2024 April 10 We are Billion Year Old Carbon
Yesterday was a beautiful day…or so everyone said. I spent the workday inside until 4pm, then I went to the bank, then I went to my Soil class at LCCC until 8pm. It really solidified to me that our education system is not natural. Before this school, I spent 6 years in mostly windowless spaces. Basement classrooms. The windows did not open anywhere in that building. This year I have windows. I’m grateful. My indoor plants are doing well. The windows even open! Bonus.
This school is the shiny gem of CMSD. The children of city officials and district administrators go here. Don’t ask why they would only send their kids to one school in the district…then send them to private high schools…
As I leave this profession I can’t help throwing a little shade. It’s not the students, teachers, administrator or even district that I blame. It’s our collective society. When the Ohio Supreme Court found the school funding system unconstitutional, then NOBODY followed through to change it…yes that’s a society problem. School funding, along with state testing, is modern day redlining. It is keeping the “have nots” away from the “haves”. You can overlay a map of state testing scores on top of median income and SURPRISE! It’s the same map. Enough people in the suburbs benefit from the system to notice the change.

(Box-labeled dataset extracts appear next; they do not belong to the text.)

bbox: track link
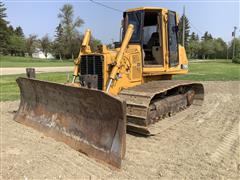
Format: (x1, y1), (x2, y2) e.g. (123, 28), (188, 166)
(119, 80), (204, 136)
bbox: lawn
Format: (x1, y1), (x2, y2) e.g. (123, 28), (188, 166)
(174, 60), (240, 81)
(0, 56), (73, 68)
(0, 60), (240, 101)
(0, 72), (72, 101)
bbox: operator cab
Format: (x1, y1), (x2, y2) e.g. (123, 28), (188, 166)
(122, 8), (179, 67)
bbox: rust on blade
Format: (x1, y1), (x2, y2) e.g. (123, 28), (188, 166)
(15, 78), (126, 168)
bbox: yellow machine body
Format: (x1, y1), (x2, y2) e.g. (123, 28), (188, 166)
(75, 7), (188, 95)
(15, 7), (204, 168)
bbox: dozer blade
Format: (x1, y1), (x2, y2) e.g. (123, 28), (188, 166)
(15, 78), (126, 168)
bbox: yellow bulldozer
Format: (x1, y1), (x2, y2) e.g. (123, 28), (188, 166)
(15, 7), (204, 168)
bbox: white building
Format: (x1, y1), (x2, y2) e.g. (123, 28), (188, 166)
(32, 49), (54, 59)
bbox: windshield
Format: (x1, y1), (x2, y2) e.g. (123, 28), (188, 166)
(123, 11), (142, 43)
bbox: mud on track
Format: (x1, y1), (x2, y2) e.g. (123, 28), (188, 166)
(0, 81), (240, 179)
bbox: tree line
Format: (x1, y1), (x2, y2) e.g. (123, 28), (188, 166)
(178, 16), (240, 61)
(0, 2), (101, 59)
(0, 2), (240, 61)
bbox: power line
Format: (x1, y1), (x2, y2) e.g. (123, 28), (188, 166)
(89, 0), (123, 13)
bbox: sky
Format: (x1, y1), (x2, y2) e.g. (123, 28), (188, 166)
(3, 0), (240, 43)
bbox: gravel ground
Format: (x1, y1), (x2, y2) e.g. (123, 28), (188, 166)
(0, 81), (240, 179)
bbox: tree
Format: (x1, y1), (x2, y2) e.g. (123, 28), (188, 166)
(26, 35), (37, 56)
(213, 38), (227, 59)
(0, 2), (9, 54)
(229, 38), (240, 63)
(187, 32), (201, 58)
(202, 31), (213, 41)
(15, 26), (24, 38)
(40, 34), (51, 58)
(53, 24), (64, 60)
(8, 34), (25, 56)
(178, 15), (190, 49)
(58, 4), (84, 59)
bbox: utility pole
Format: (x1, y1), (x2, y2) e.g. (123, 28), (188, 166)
(182, 6), (185, 47)
(232, 26), (237, 59)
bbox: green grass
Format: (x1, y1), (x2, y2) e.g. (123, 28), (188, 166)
(0, 56), (73, 68)
(0, 72), (71, 101)
(0, 61), (240, 101)
(174, 60), (240, 81)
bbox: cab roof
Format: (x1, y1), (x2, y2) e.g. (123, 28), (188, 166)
(125, 7), (167, 12)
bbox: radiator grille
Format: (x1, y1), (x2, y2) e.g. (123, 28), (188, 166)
(80, 55), (103, 90)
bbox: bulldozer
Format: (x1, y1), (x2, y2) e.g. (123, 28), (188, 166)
(15, 7), (204, 168)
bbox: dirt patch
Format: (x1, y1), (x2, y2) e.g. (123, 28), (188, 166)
(0, 81), (240, 179)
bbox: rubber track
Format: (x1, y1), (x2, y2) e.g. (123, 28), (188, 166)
(119, 80), (204, 136)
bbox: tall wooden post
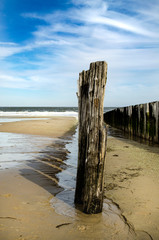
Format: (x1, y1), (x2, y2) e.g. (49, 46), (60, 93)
(75, 61), (107, 214)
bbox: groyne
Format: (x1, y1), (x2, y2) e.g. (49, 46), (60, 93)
(104, 101), (159, 143)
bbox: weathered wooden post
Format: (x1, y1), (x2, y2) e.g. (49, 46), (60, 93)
(75, 61), (107, 214)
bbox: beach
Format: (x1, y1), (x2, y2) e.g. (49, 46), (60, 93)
(0, 117), (159, 240)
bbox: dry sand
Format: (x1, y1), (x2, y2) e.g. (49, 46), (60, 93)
(0, 117), (77, 138)
(0, 117), (159, 240)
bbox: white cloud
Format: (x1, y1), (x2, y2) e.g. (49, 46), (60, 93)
(0, 0), (159, 105)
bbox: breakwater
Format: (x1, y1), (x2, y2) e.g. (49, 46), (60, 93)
(104, 101), (159, 143)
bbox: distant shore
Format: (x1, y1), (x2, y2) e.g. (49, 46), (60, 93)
(0, 116), (77, 138)
(0, 117), (159, 240)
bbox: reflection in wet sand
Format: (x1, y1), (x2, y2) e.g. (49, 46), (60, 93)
(0, 128), (151, 240)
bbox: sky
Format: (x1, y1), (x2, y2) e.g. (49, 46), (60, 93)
(0, 0), (159, 107)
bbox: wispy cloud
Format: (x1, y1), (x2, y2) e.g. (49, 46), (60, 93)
(0, 0), (159, 105)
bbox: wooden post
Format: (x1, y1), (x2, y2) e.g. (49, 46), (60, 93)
(75, 61), (107, 214)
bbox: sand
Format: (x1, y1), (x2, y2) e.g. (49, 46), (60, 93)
(0, 117), (159, 240)
(105, 138), (159, 240)
(0, 117), (77, 138)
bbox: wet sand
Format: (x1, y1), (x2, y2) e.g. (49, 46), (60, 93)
(0, 117), (159, 240)
(105, 137), (159, 240)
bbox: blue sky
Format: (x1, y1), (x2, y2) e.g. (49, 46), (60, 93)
(0, 0), (159, 106)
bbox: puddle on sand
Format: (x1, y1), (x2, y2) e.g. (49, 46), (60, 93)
(0, 132), (55, 170)
(50, 131), (151, 240)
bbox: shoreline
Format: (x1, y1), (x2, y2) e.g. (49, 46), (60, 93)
(0, 116), (77, 138)
(0, 117), (159, 240)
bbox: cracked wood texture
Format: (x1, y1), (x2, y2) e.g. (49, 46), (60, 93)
(75, 61), (107, 214)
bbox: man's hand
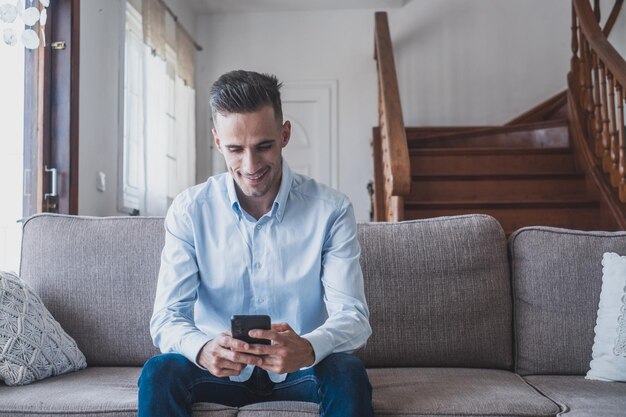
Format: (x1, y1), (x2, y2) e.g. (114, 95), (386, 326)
(244, 323), (315, 374)
(198, 331), (262, 377)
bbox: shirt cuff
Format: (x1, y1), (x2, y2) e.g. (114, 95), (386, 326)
(180, 331), (211, 369)
(301, 329), (333, 369)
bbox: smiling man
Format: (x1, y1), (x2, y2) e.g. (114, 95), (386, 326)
(139, 71), (373, 417)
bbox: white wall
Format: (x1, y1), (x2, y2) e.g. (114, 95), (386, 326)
(78, 0), (195, 216)
(196, 0), (571, 220)
(78, 0), (125, 216)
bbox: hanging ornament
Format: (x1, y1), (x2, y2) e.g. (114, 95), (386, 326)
(0, 4), (17, 23)
(2, 28), (17, 46)
(22, 7), (39, 26)
(22, 29), (39, 49)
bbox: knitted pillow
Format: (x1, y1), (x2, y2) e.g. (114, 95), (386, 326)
(0, 271), (87, 385)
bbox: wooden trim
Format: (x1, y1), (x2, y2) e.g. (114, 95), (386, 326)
(505, 90), (567, 126)
(568, 88), (626, 230)
(372, 127), (385, 222)
(69, 0), (80, 214)
(602, 0), (624, 38)
(374, 12), (411, 220)
(47, 0), (80, 214)
(409, 118), (567, 143)
(572, 0), (626, 91)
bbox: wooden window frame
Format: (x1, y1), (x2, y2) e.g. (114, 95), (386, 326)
(23, 0), (80, 217)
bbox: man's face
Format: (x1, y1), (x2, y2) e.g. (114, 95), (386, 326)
(213, 105), (291, 203)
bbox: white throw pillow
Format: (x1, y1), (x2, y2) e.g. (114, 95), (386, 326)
(586, 252), (626, 381)
(0, 271), (87, 385)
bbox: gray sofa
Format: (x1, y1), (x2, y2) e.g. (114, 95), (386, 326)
(0, 215), (626, 417)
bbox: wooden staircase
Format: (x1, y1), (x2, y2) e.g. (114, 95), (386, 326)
(374, 120), (601, 234)
(372, 0), (626, 229)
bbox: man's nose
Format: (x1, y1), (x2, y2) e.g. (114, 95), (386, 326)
(243, 152), (260, 174)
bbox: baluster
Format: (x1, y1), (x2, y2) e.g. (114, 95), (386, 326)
(617, 83), (626, 203)
(570, 3), (580, 87)
(592, 52), (604, 158)
(577, 33), (587, 110)
(608, 72), (619, 187)
(600, 61), (611, 172)
(584, 41), (595, 138)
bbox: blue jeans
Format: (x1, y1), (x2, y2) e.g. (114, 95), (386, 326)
(138, 353), (374, 417)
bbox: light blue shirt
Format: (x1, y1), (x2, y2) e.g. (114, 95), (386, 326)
(150, 159), (372, 382)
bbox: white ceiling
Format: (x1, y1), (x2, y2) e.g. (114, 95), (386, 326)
(188, 0), (409, 13)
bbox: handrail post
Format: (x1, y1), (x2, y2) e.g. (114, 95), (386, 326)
(374, 12), (411, 221)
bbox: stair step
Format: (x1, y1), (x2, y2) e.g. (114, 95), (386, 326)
(409, 147), (576, 175)
(407, 120), (569, 148)
(408, 174), (586, 201)
(404, 200), (600, 233)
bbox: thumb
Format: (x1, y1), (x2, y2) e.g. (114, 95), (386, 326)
(272, 323), (293, 332)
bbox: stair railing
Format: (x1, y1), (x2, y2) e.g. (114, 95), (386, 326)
(568, 0), (626, 202)
(372, 12), (411, 221)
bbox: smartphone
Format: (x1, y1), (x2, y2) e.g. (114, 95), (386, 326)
(230, 315), (272, 345)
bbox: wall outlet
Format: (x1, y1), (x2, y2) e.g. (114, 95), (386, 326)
(96, 171), (107, 192)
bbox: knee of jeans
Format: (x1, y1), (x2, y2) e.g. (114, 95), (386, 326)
(139, 353), (195, 385)
(316, 353), (367, 380)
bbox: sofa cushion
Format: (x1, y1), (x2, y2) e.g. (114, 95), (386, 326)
(0, 367), (237, 417)
(368, 368), (559, 417)
(0, 271), (87, 385)
(21, 214), (165, 366)
(587, 252), (626, 382)
(509, 227), (626, 375)
(524, 375), (626, 417)
(358, 215), (513, 369)
(237, 401), (320, 417)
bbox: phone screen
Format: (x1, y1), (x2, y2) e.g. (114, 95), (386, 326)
(230, 315), (272, 345)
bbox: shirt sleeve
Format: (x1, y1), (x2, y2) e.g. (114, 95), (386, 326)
(302, 198), (372, 366)
(150, 195), (210, 366)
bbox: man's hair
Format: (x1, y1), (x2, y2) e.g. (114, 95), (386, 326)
(209, 70), (283, 123)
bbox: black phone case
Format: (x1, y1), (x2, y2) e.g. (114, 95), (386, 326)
(230, 315), (272, 345)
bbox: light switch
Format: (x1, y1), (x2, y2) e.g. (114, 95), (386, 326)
(96, 171), (107, 192)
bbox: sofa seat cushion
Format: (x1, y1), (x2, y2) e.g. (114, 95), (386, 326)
(0, 367), (237, 417)
(367, 368), (559, 417)
(524, 375), (626, 417)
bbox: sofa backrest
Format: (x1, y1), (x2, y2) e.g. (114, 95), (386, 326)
(509, 227), (626, 375)
(20, 214), (165, 366)
(21, 214), (513, 369)
(358, 215), (513, 369)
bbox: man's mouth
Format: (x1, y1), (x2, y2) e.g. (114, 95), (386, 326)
(242, 169), (269, 184)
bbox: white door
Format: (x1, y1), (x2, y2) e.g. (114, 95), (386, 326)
(281, 81), (337, 188)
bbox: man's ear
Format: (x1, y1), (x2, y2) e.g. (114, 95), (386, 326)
(211, 128), (224, 154)
(281, 120), (291, 148)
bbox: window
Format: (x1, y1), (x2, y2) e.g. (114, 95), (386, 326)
(118, 0), (195, 215)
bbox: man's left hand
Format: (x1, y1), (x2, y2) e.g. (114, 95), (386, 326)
(238, 323), (315, 374)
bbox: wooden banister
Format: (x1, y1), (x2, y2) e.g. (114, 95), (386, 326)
(568, 0), (626, 208)
(373, 12), (411, 221)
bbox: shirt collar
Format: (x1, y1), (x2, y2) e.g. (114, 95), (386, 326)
(226, 158), (293, 222)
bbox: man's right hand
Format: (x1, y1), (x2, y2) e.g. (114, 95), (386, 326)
(198, 331), (263, 377)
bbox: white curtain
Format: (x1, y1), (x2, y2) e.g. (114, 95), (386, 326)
(176, 77), (196, 193)
(142, 46), (168, 216)
(122, 0), (196, 216)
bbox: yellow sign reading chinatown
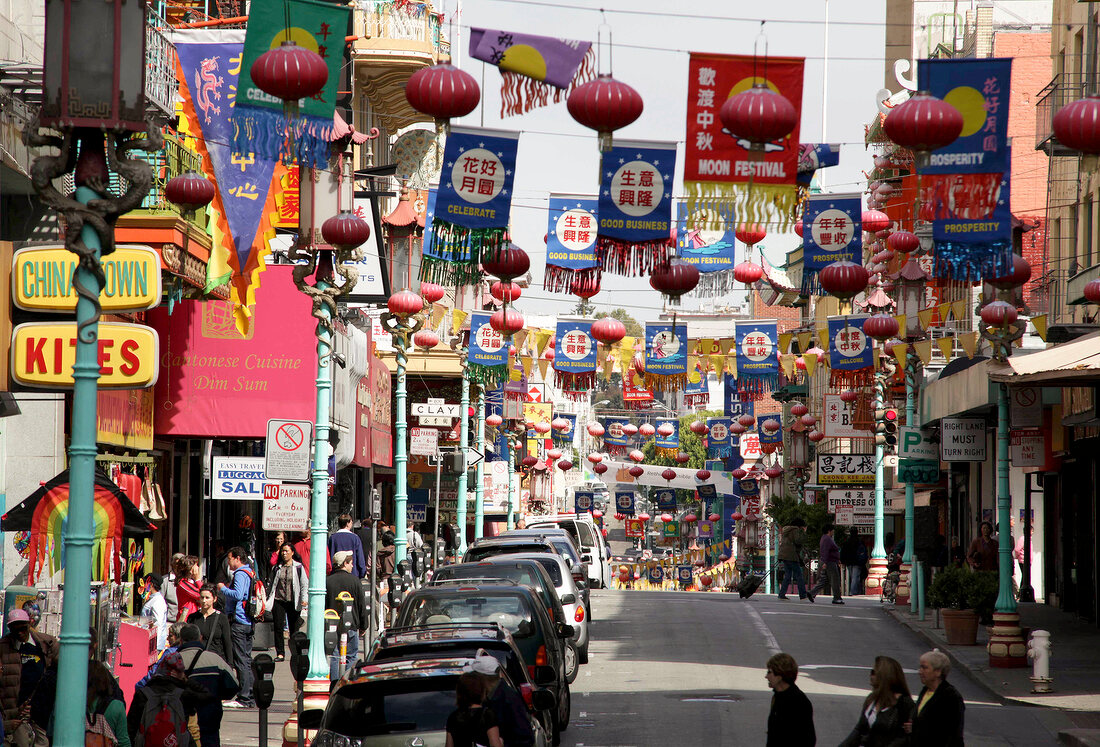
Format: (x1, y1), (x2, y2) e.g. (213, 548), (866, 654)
(11, 321), (160, 389)
(11, 245), (161, 311)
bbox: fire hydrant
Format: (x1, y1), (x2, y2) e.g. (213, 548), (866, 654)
(1027, 630), (1054, 692)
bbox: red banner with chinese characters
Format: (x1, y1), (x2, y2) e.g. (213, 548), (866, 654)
(684, 52), (805, 230)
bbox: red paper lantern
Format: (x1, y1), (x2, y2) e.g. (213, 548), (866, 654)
(565, 75), (644, 152)
(488, 281), (523, 304)
(817, 260), (870, 300)
(718, 83), (799, 151)
(488, 309), (524, 334)
(989, 254), (1031, 290)
(249, 41), (329, 103)
(734, 261), (763, 285)
(164, 171), (215, 211)
(1053, 94), (1100, 153)
(649, 260), (699, 305)
(413, 329), (439, 350)
(482, 244), (531, 281)
(386, 290), (424, 319)
(882, 91), (963, 153)
(405, 63), (481, 122)
(592, 317), (626, 345)
(981, 300), (1018, 328)
(734, 223), (768, 246)
(864, 314), (899, 342)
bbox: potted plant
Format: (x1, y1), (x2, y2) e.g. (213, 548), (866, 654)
(928, 568), (981, 646)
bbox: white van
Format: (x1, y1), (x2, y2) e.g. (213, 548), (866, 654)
(527, 514), (612, 589)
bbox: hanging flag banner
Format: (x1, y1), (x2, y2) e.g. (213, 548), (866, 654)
(655, 418), (680, 457)
(802, 194), (864, 296)
(677, 200), (737, 298)
(684, 52), (804, 230)
(466, 311), (508, 388)
(542, 195), (603, 293)
(172, 29), (279, 326)
(420, 127), (519, 285)
(553, 319), (596, 399)
(470, 28), (596, 118)
(551, 413), (576, 444)
(828, 314), (875, 389)
(734, 321), (779, 399)
(706, 418), (734, 459)
(596, 141), (677, 275)
(917, 58), (1012, 282)
(646, 322), (688, 392)
(615, 491), (634, 516)
(227, 0), (351, 168)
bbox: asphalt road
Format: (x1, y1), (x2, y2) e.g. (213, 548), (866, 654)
(562, 591), (1069, 747)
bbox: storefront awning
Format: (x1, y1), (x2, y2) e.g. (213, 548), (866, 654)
(989, 332), (1100, 386)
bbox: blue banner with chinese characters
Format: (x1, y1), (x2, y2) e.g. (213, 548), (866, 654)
(596, 141), (677, 275)
(615, 491), (634, 516)
(542, 195), (603, 293)
(655, 418), (680, 457)
(553, 319), (596, 400)
(420, 127), (519, 285)
(646, 323), (688, 392)
(735, 321), (779, 399)
(677, 200), (737, 298)
(802, 194), (864, 295)
(466, 311), (508, 388)
(828, 314), (875, 388)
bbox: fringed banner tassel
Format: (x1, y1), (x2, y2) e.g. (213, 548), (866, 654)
(542, 264), (604, 293)
(684, 182), (799, 231)
(501, 47), (596, 119)
(596, 237), (673, 277)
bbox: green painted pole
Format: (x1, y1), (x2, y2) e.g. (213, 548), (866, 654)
(473, 387), (485, 542)
(306, 279), (332, 681)
(454, 366), (470, 552)
(996, 385), (1016, 613)
(54, 179), (107, 745)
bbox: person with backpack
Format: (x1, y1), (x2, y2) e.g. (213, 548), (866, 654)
(127, 651), (207, 747)
(179, 625), (241, 747)
(218, 547), (263, 708)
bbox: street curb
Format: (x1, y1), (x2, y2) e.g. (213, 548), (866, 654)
(882, 605), (1007, 708)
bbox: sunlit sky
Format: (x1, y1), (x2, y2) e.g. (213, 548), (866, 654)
(440, 0), (886, 321)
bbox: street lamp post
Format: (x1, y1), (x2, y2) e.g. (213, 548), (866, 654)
(23, 0), (164, 745)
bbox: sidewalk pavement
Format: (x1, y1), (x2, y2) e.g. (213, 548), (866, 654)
(884, 604), (1100, 747)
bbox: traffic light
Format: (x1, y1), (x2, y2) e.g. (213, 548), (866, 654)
(875, 407), (898, 452)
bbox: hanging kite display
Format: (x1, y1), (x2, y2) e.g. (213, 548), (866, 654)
(646, 323), (688, 392)
(684, 52), (804, 230)
(802, 194), (864, 296)
(828, 314), (875, 389)
(470, 28), (595, 117)
(542, 195), (603, 293)
(232, 0), (351, 166)
(735, 321), (779, 399)
(553, 319), (596, 400)
(596, 141), (677, 275)
(466, 311), (508, 388)
(917, 59), (1012, 282)
(420, 127), (519, 285)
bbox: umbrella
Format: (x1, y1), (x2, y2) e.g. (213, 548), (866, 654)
(0, 466), (156, 584)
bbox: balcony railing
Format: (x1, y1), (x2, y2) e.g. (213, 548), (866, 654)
(1035, 73), (1085, 156)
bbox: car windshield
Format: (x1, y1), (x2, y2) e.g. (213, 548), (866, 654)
(397, 593), (534, 637)
(321, 673), (459, 737)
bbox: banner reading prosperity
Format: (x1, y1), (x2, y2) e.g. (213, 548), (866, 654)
(420, 127), (519, 285)
(542, 195), (603, 293)
(684, 52), (804, 230)
(802, 194), (864, 296)
(596, 141), (677, 275)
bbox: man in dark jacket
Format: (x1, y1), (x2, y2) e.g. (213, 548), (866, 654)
(178, 624), (241, 747)
(325, 550), (367, 680)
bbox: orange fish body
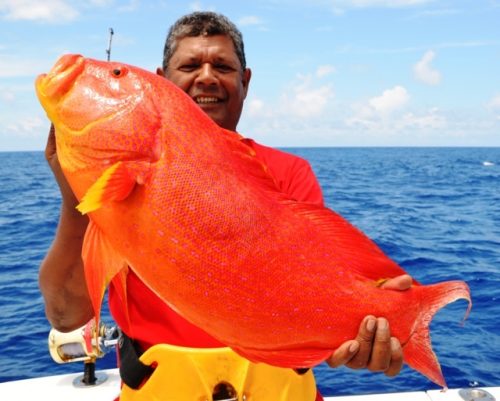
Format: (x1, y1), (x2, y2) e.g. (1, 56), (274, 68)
(36, 55), (470, 387)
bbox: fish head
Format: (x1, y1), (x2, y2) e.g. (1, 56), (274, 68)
(35, 54), (164, 196)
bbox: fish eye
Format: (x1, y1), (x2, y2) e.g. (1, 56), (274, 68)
(111, 66), (127, 78)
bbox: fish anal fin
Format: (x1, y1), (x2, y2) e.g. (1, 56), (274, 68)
(82, 221), (127, 321)
(76, 161), (150, 214)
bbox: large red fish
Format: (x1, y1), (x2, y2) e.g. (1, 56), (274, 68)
(36, 55), (470, 387)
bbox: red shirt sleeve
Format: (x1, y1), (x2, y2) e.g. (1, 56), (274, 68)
(243, 139), (324, 206)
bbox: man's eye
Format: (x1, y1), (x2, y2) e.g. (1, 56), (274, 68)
(215, 64), (233, 72)
(179, 64), (199, 72)
(111, 66), (127, 78)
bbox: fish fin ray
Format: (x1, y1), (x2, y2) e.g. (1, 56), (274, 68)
(403, 281), (472, 388)
(76, 161), (150, 214)
(82, 221), (127, 320)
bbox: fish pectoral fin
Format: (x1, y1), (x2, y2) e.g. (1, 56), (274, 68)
(76, 162), (150, 214)
(82, 221), (127, 320)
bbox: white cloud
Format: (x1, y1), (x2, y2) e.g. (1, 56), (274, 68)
(245, 98), (264, 117)
(6, 116), (47, 137)
(281, 76), (333, 118)
(316, 64), (336, 78)
(413, 50), (441, 85)
(0, 55), (41, 78)
(0, 0), (78, 23)
(368, 85), (410, 115)
(238, 15), (263, 26)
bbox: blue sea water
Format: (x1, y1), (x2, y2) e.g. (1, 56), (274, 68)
(0, 148), (500, 395)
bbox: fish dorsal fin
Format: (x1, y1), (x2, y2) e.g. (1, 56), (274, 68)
(76, 161), (150, 214)
(82, 220), (127, 320)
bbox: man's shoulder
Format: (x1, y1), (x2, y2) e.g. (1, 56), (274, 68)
(243, 138), (309, 167)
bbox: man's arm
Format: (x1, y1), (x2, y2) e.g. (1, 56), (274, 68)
(39, 126), (94, 331)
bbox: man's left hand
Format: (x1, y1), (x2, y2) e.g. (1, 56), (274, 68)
(326, 274), (412, 376)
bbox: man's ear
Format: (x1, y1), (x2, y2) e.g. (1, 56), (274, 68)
(241, 68), (252, 97)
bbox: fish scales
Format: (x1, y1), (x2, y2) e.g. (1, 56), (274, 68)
(36, 55), (470, 386)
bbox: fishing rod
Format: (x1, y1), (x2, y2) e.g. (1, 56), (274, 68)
(106, 28), (114, 61)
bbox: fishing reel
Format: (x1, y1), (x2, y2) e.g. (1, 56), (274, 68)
(48, 319), (120, 387)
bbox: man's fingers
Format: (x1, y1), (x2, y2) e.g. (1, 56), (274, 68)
(367, 318), (392, 372)
(326, 340), (359, 368)
(346, 316), (377, 369)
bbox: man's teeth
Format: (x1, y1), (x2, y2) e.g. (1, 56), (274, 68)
(196, 97), (219, 104)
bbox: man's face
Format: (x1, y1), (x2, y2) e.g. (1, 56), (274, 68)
(162, 35), (251, 131)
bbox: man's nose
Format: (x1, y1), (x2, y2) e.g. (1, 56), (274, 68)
(196, 63), (219, 85)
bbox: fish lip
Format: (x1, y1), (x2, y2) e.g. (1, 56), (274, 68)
(36, 54), (84, 98)
(191, 93), (225, 105)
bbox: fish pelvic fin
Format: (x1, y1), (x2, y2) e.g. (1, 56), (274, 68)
(76, 162), (150, 214)
(403, 281), (472, 388)
(82, 221), (127, 324)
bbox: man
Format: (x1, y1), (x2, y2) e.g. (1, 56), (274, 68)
(40, 13), (411, 398)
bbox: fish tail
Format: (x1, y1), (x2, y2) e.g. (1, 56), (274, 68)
(403, 281), (472, 388)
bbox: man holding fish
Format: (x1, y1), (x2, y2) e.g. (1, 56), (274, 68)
(40, 12), (412, 398)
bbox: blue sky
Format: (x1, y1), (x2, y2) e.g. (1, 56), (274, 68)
(0, 0), (500, 151)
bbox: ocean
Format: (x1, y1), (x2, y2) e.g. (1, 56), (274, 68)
(0, 148), (500, 395)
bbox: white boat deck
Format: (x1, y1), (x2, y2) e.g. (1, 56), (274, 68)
(0, 369), (500, 401)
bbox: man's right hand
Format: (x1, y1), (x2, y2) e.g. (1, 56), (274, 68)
(39, 125), (94, 331)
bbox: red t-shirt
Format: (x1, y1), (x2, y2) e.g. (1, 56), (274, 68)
(108, 139), (323, 349)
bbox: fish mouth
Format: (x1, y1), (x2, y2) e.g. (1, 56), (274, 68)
(36, 54), (84, 99)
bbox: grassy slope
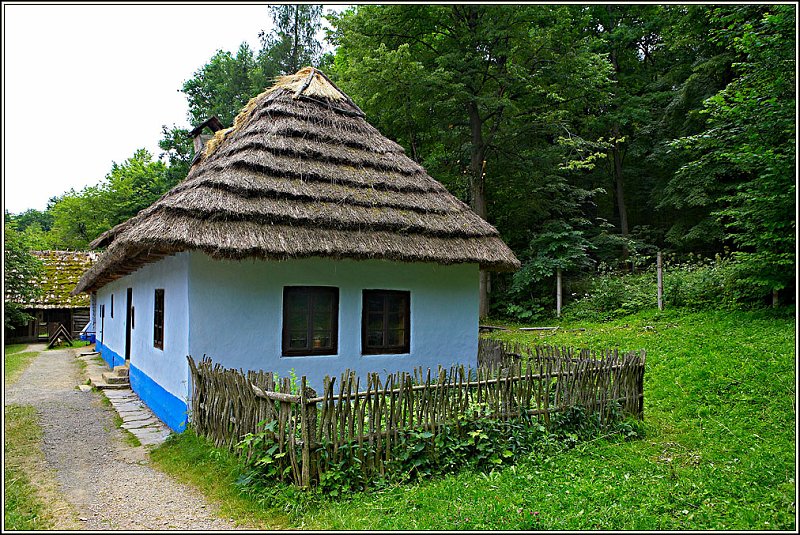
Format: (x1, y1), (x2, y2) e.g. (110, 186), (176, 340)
(3, 344), (78, 530)
(3, 344), (38, 385)
(148, 312), (796, 530)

Isn’t it fitting that the shiny gem of Cleveland schools sits on property they don’t own between an abandoned building and a homeless shelter? It fits perfectly into the stereotypical imagery suburbanites imagine for Cleveland school children.
I grew up in the suburbs. I know what people say. They love to confirm their biases…the biases the vote for, the biases they invest in, the biases they build their homes away from…
I didn’t expect today’s blog to get so dark so fast. What would I like society to do? Find public education properly in a way that considers EQUITY. There are formerly redlined communities that could really be built up. Give ALL Cleveland classroom windows that open. Invest in the collective common good. Knock down abandoned buildings that sit next to schools and plant a mini forest of inspiration. Consider ways to improve socioeconomic status of Clevelanders, improve mental healthcare, improve addiction services. Make owning a home and land affordable. It’s possible if we invest in it.